News 1st Special Report: Sri Lanka’s water resource under threat

News 1st Special Report: Sri Lanka’s water resource under threat

News 1st Special Report: Sri Lanka’s water resource under threat

Written by Lahiru Fernando

08 Aug, 2016 | 10:02 pm

Is the country’s water resource under threat due to large scale human activity in the central hills?

Kitulgala, a scenic paradise and popular tourist attraction is a major catchment area that nourishes the Kelani River.

2013 – The Broadlands Hydro Power Project

Through the project, the Kelani River which flows across Kitulgala, Popitiya was diverted, carrying water to the power plant in Kalubothenna.

The tunnel being constructed across the Polpitiya village, has already given rise to numerous issues.”We came to these homes on the 25th of February 1981. Given that the houses are sinking for the first time in 35 years, the only reason we can find is this construction site,” said a resident.
The Ambagamuwa Divisional Coordination Committee on August 8 decided to temporarily halt the project until compensation is given to 32 families.

However, no one has succeeded as yet in mitigating the irreparable harm that is being caused to the natural beauty and bio-diverse eco system of Polpitiya.
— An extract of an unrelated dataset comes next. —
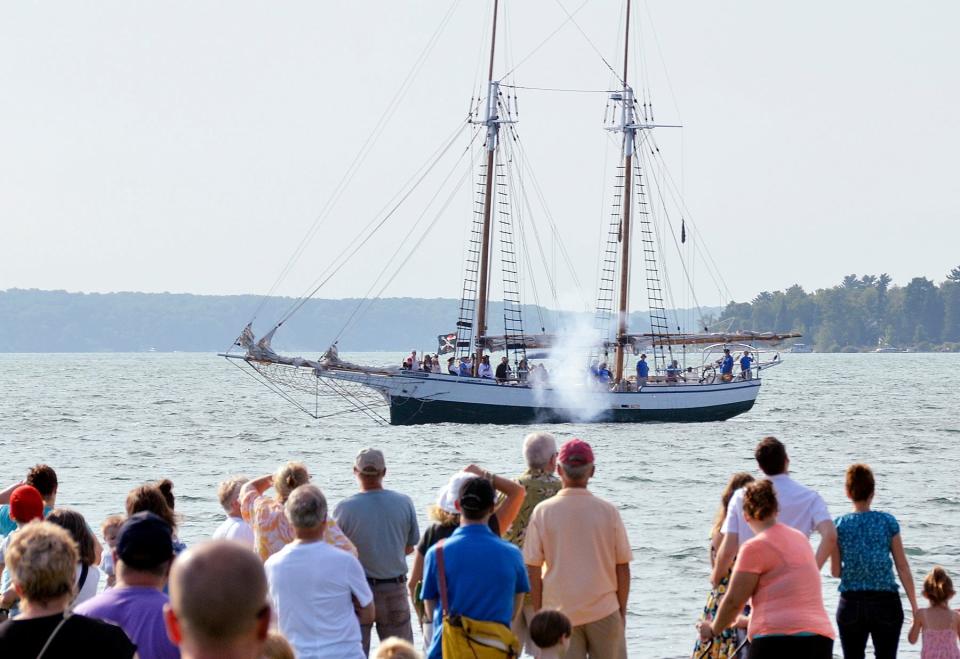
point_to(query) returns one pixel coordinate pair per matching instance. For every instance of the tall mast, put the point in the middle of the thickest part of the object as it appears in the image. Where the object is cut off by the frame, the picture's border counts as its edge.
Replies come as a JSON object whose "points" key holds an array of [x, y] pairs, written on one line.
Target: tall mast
{"points": [[628, 128], [493, 90]]}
Cave-ins reported in Polpitiya on Sunday, August 7 bear testament to the environmental destruction that has been done.

Similar harm was caused to people residing in Makuluella, Bandarawela, as a result of the Uma-Oya multipurpose project in January last year. This was caused by a leak in the tunnel carrying excess water from the Dayaraba Reservoir under the Uma Oya project to the underground power plant being constructed in Karandagolla.

Wells which were full of water only days before, emptied before the eyes of the villagers of Makuluella…

According to the News 1st correspondent who visited the area today, the underground springs in Heel Oya located close to Makuluella, are also emptying at a rapid pace.

“No matter how hard the sun shone, Bandarawela was never short of water. Even if there was a water shortage, the stream would flow on. Water was plentiful here. You could hear the rumbling of the underground springs from here. Today, Bandarawela is becoming like Hambantota and Trincomalee. There isn’t a drop of water,” explained a resident.